What Is Product-Led Growth? Strategy and Examples

Article by:
Maria Arinkina
14 min
If you're running a business, then you know that getting and keeping customers is essential to your success. But what if there's a way to not only attract new customers but also keep them coming back for more? Read on to learn what product-led growth is and how to use it to power your business.

How can a tech product survive in the market of ever-growing competition? Refocusing your business strategy and putting customer experience and the product's value and quality first can result in a pivotal twist for the better, especially for early-stage startups and growth-stage businesses.

In this case, the product is the main focus and sales driver, and all your business activity revolves around it. The product's quality speaks for itself, making users want to return for more.

But how do you achieve such a transformation successfully? This article will cover everything you need to know about product-led growth (PLG).

What Is Product-Led Growth?

Traditionally, businesses have followed marketing-led or sales-led models, emphasizing these strategies as the primary force for acquiring customers and selling the product. But what's the deal with product-led growth? 

What does product-led growth mean?

The product-led growth definition implies a go-to-market strategy that revolves around reshaping the business to make the delivered product your major growth driver. By highlighting a personalized and flawless user experience and catering to user needs, the product becomes a "self-selling" asset.

In turn, this influences vital product performance metrics like acquisition, activation, conversion, retention, referral, and many others. The PLG methodology doesn't exclude the need for marketing and sales activities, but it has a slightly different focus: building a truly valuable product for clients that's worth buying. It's your traction engine and prime mover.

How Does PLG Work?

Let's put it this way. Imagine you're selling farm cheese on the market. You can go on boasting about how tasty the cheese is, demonstrating mouthwatering photos, and listing which awesome ingredients it's made of. But having potential buyers taste a small sample piece instead can be worth a thousand words.

This tactic allows buyers to experience the product first-hand and make their own conclusions about it. If you think about it, this approach has been around for centuries around the globe, and it definitely makes sense with digital products, especially SaaS solutions.

Common product-led growth sales process

Another core PLG idea is to shorten the sales cycle. You introduce potential users to the product with a hook to try it and let them explore it on their own. Then it's up to the product to "show and tell" the rest.

As we said, the customer-centric approach emphasizes the product's value and user experience. When these two points become a top priority, you'll build a standalone product that can present itself. This gives your users a chance to discover its value without additional convincing.

But how exactly do you get users to test-run the tech product? Many companies offer free trials or other hands-on onboarding experiences that allow users to check out the product without needing to make a commitment and pay up first.

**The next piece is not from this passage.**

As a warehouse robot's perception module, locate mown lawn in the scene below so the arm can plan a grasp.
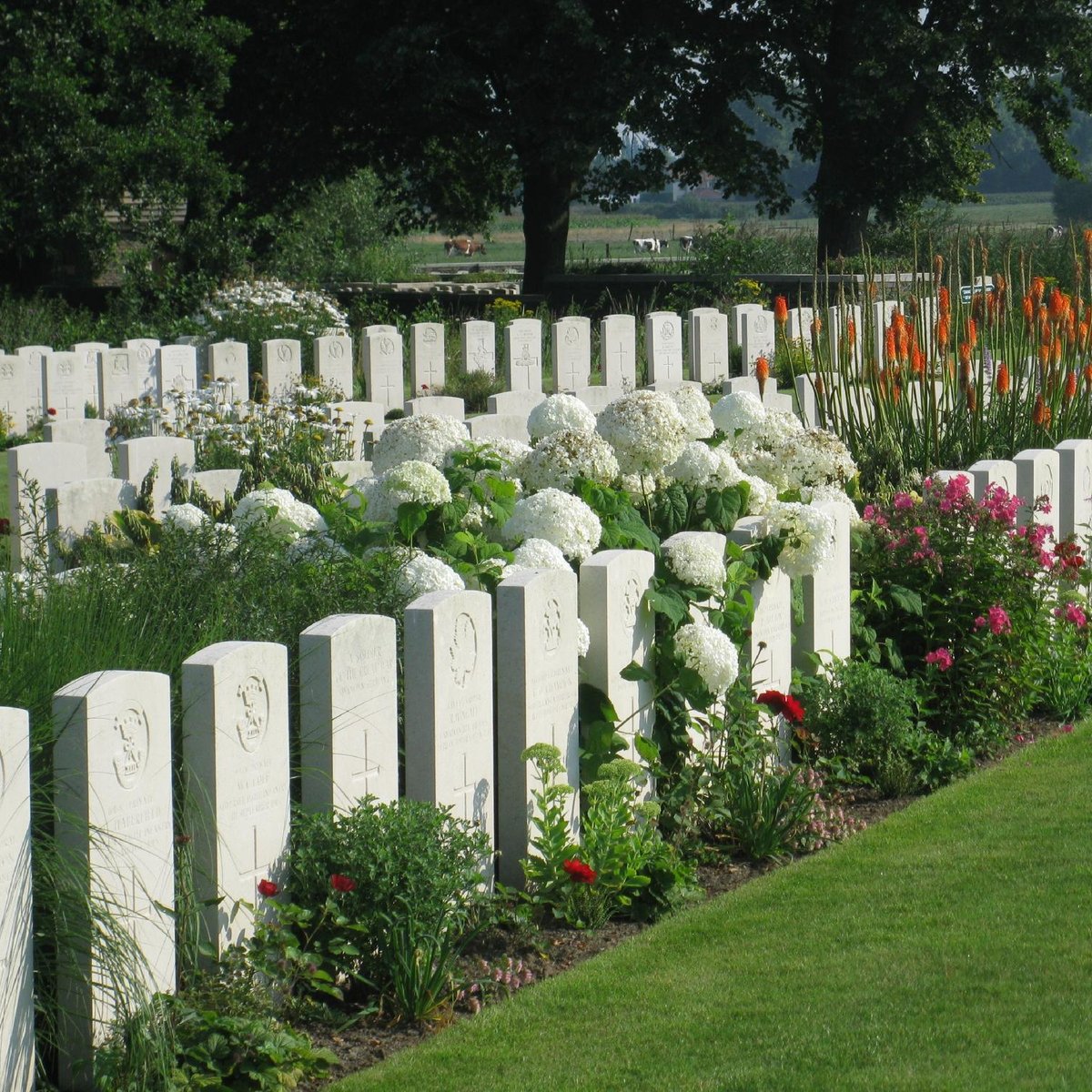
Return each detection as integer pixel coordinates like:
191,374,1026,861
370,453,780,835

This version of the subscription-based model (the shift to which is among the biggest global trends in business) allows clients to discover the product's advantages by themselves or the "self-service" way.

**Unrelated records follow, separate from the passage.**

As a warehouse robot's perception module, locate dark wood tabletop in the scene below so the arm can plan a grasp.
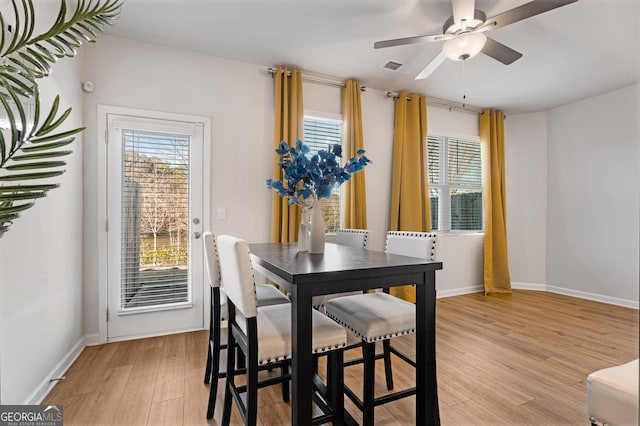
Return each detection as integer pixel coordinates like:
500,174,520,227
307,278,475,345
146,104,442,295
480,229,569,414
250,243,442,426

On your end, you get to convert active users into paying customers who are likely to return to you and recommend the product.

Benefits of Product-Led Growth

Of course, switching to or adopting the PLG methodology is not a simple undertaking for a business. Nonetheless, the effort really pays off as there are numerous product-led growth strategy advantages. Let's go over the main ones.

6 Advantages of Product-led Growth

Improve Conversions and Shorten the Sales Cycle

With the product-led growth approach, you get qualified leads and active users. They experience the product by interacting with it instead of talking to a sales representative. And such "silent encouragement" often leads users to buy the product since they understand its value. This is one of the reasons why the word "freemium" is among the popular startup lingo.

Even if they've only had access to the "freemium" plan, these prospects are easier to convert (and this generally happens faster). Why? Because people are likelier to pay you when they've had a first-hand experience with the product and discovered its strengths.

Consequently, the customer acquisition cost goes down, and CAC is among the most vital metrics as it shows how much you're spending to get a paying customer. Therefore, by allowing a user to "feel" your product, they can make up their mind faster, thus shortening their conversion path and costing you less. So you're likely to save invested money on sales, marketing campaigns, and other acquisition costs, freeing up your budget to spend on other business-essential things.

Boosting Product Growth and Simpler Scaling

By shifting to PLG, you invest in improving your offering. Hence, the better your product is, the more chances you'll have to scale it and your business. Add-ons, new features, and other perks appeal to clients and make the product itself contribute to your business growth. This includes the entire path from acquiring customers and engaging users to retaining clients and further product or startup scaling.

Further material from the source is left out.